Decline in cognitively complex everyday activities accelerates along the Alzheimer's disease continuum

Mark A Dubbelman, Roos J Jutten, Sarah E Tomaszewski Farias, Rebecca E Amariglio, Rachel F Buckley, Pieter Jelle Visser, Dorene M Rentz, Keith A Johnson, Michael J Properzi, Aaron Schultz, Nancy Donovan, Jennifer R Gatchell, Charlotte E Teunissen, Bart N M Van Berckel, Wiesje M Van der Flier, Reisa A Sperling, Kathryn V Papp, Philip Scheltens, Gad A Marshall, Sietske A M Sikkes
Alzheimer's Research & Therapy 2020 October 29, 12 (1): 138
33121534

BACKGROUND: Impairment in daily functioning is a clinical hallmark of dementia. Difficulties with "instrumental activities of daily living" (IADL) seem to increase gradually over the course of Alzheimer's disease (AD), before dementia onset. However, it is currently not well established how difficulties develop along the preclinical and prodromal stages of AD. We aimed to investigate the trajectories of decline in IADL performance, as reported by a study partner, along the early stages of AD.

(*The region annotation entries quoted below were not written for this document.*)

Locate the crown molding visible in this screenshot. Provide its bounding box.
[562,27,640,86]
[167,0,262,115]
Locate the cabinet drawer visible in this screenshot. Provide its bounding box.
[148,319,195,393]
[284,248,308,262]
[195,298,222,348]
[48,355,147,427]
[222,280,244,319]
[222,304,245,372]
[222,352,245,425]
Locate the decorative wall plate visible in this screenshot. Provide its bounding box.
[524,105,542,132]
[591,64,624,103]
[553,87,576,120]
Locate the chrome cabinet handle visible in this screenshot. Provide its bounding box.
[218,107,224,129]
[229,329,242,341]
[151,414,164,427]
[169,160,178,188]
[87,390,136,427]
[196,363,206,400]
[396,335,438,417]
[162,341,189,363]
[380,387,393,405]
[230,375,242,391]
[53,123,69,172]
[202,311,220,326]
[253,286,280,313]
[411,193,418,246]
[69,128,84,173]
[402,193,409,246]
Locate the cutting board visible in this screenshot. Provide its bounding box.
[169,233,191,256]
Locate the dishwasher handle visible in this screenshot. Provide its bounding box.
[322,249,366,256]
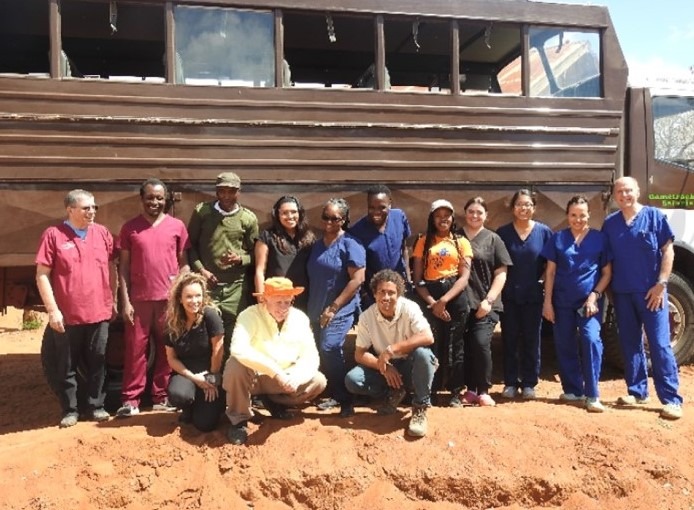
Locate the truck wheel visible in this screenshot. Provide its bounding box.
[602,273,694,368]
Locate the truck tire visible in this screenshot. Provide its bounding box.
[602,273,694,369]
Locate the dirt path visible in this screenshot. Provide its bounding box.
[0,310,694,510]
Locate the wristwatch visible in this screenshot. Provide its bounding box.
[205,374,222,386]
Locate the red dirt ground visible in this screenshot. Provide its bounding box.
[0,315,694,510]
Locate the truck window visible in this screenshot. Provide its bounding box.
[62,0,165,82]
[384,17,451,93]
[174,5,275,87]
[653,96,694,171]
[530,27,602,97]
[282,11,376,89]
[0,0,50,78]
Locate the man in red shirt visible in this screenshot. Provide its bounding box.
[116,179,189,418]
[36,189,116,427]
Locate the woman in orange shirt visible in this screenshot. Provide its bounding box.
[412,200,472,407]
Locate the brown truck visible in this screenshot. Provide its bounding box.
[0,0,694,362]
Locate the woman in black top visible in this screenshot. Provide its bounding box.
[166,273,225,432]
[255,195,316,312]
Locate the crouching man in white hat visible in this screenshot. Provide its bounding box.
[222,277,327,444]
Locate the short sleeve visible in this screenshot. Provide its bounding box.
[204,306,224,338]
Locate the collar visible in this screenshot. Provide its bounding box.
[65,220,89,240]
[214,200,241,216]
[374,297,403,324]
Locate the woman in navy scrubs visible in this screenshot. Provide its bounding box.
[307,198,366,418]
[496,189,552,399]
[541,195,612,413]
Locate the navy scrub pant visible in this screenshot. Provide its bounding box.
[554,306,603,398]
[501,301,542,388]
[613,293,682,404]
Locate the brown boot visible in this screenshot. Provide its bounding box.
[407,406,428,437]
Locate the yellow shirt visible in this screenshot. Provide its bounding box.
[412,236,472,280]
[231,304,320,384]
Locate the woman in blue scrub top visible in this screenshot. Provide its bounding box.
[541,195,612,413]
[307,198,366,417]
[496,189,552,399]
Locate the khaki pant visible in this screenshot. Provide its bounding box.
[223,357,327,425]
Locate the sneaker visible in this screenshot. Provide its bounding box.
[116,402,140,418]
[477,393,496,407]
[227,421,248,445]
[407,406,429,437]
[89,407,111,422]
[316,398,340,411]
[521,386,537,400]
[617,395,651,406]
[178,405,193,423]
[460,390,479,406]
[152,398,176,413]
[660,404,682,420]
[58,413,79,429]
[501,386,518,399]
[378,386,407,415]
[260,395,294,420]
[448,391,464,408]
[559,393,586,402]
[339,403,354,418]
[586,398,605,413]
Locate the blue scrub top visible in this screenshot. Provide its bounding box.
[496,221,552,303]
[541,228,612,309]
[349,209,412,286]
[306,234,366,322]
[602,206,675,293]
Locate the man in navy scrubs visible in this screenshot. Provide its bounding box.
[602,177,682,420]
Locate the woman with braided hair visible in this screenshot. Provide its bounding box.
[412,200,472,407]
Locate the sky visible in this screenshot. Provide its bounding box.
[540,0,694,81]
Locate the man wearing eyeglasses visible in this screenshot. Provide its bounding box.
[36,189,116,428]
[188,172,258,359]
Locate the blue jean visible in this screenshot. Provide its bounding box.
[345,347,439,407]
[312,313,354,404]
[613,293,682,404]
[465,310,499,395]
[554,306,603,398]
[501,301,542,388]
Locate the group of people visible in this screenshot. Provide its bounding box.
[36,172,682,444]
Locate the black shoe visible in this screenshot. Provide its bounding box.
[340,404,354,418]
[178,406,193,423]
[260,395,294,420]
[58,413,79,429]
[251,395,265,409]
[316,398,340,411]
[89,407,111,422]
[227,421,248,445]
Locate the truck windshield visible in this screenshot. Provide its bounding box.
[653,96,694,171]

METHODS: In a longitudinal multicenter study, combining data from community-based and memory clinic cohorts, we included 1555 individuals (mean age 72.5 ± 7.8 years; 50% female) based on availability of amyloid biomarkers, longitudinal IADL data, and clinical information at baseline. Median follow-up duration was 2.1 years. All amyloid-positive participants (n = 982) were classified into the National Institute on Aging-Alzheimer's Association (NIA-AA) clinical stages ranging from preclinical AD (1) to overt dementia (4+). Cognitively normal amyloid-negative individuals (n = 573) served as a comparison group. The total scores of three study-partner reported IADL questionnaires were standardized.

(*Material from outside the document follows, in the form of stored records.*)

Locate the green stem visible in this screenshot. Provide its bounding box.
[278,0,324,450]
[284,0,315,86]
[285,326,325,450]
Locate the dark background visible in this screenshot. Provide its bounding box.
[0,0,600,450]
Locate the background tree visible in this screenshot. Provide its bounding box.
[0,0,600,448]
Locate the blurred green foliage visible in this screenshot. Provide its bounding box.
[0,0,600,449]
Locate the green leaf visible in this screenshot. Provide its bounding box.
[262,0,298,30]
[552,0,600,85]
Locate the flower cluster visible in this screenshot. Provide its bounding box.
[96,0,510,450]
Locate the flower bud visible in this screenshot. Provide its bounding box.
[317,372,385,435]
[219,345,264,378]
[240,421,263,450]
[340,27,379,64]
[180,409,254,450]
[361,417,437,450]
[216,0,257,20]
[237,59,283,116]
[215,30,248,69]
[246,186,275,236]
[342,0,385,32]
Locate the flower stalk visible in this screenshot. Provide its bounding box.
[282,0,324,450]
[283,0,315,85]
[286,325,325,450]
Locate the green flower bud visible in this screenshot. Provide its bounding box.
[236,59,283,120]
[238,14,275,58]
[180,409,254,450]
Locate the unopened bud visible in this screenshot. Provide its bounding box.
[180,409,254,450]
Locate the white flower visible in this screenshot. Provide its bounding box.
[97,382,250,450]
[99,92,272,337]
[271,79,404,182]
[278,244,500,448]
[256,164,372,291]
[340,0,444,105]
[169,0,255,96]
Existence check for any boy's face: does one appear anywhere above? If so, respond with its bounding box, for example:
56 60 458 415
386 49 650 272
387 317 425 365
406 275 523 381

RESULTS: The rate of decline in cognitively normal (stage 1) individuals with and without abnormal amyloid did not differ (p = .453). However, from stage 2 onwards, decline was significantly faster in individuals on the AD continuum (B [95%CI] = - 0.32 [- 0.55, - 0.09], p = .007). The rate of decline increased with each successive stage: one standard deviation (SD) unit per year in stage 3 (- 1.06 [- 1.27, - 0.85], p < .001) and nearly two SD units per year in stage 4+ (1.93 [- 2.19, - 1.67], p < .001). Overall, results were similar between community-based and memory clinic study cohorts.

CONCLUSIONS: Our results suggest that the rate of functional decline accelerates along the AD continuum, as shown by steeper rates of decline in each successive NIA-AA clinical stage. These results imply that incremental changes in function are a meaningful measure for early disease monitoring. Combined with the low-cost assessment, this advocates the use of these functional questionnaires for capturing the effects of early AD-related cognitive decline on daily life.